A Justiça de Minas Gerais determinou que um homem pague R$ 10 mil em indenização por danos morais a uma mulher que sofreu injúria racial dentro de um elevador em Belo Horizonte. A decisão foi emitida pela 1ª Unidade Jurisdicional Cível da capital mineira.
Segundo o processo, a mulher informou que o homem a abordou no elevador e ofereceu serviços de faxina. Quando ela recusou, explicando que trabalhava durante o horário comercial, recebeu uma resposta ofensiva relacionada ao período da escravidão.
A decisão judicial avaliou que a afirmação foi diretamente ligada à origem africana da mulher e a considerou ofensiva e discriminatória. A sentença ressaltou que a fala tinha “incontestável caráter racista” e violou a dignidade da vítima.
No decorrer do processo, o réu negou ter feito a declaração e alegou a ausência de provas, sugerindo que o evento poderia ter sido capturado pelas câmeras de segurança do edifício. Entretanto, o depoimento de uma testemunha que presenciou o ocorrido corroborou a versão da vítima.

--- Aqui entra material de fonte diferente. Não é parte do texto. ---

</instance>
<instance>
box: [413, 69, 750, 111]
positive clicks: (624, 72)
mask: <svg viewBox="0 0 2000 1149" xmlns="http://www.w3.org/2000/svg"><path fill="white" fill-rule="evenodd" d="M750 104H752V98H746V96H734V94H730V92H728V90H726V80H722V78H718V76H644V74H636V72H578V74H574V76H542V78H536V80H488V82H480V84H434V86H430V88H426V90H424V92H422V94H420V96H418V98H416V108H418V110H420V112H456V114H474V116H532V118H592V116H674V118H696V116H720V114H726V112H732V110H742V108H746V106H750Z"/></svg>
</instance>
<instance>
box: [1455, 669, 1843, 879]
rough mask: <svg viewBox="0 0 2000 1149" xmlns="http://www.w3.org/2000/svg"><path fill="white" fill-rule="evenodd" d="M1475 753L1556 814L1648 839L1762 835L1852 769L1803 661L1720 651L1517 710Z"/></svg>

O tribunal salientou que a frase dita pretendia associar a vítima à condição histórica de pessoas negras escravizadas, insinuando que ela não deveria reclamar sobre trabalho ou condições laborais.
Diante desse cenário, a Justiça ordenou o pagamento da indenização por danos morais, estipulada em R$ 10 mil.

A Justiça de Minas Gerais condenou um homem a pagar indenização de R$ 10 mil por danos morais a uma mulher após ela ser vítima de injúria racial dentro do elevador de um prédio em Belo Horizonte. A decisão foi proferida pela 1ª Unidade Jurisdicional Cível da Comarca da capital mineira.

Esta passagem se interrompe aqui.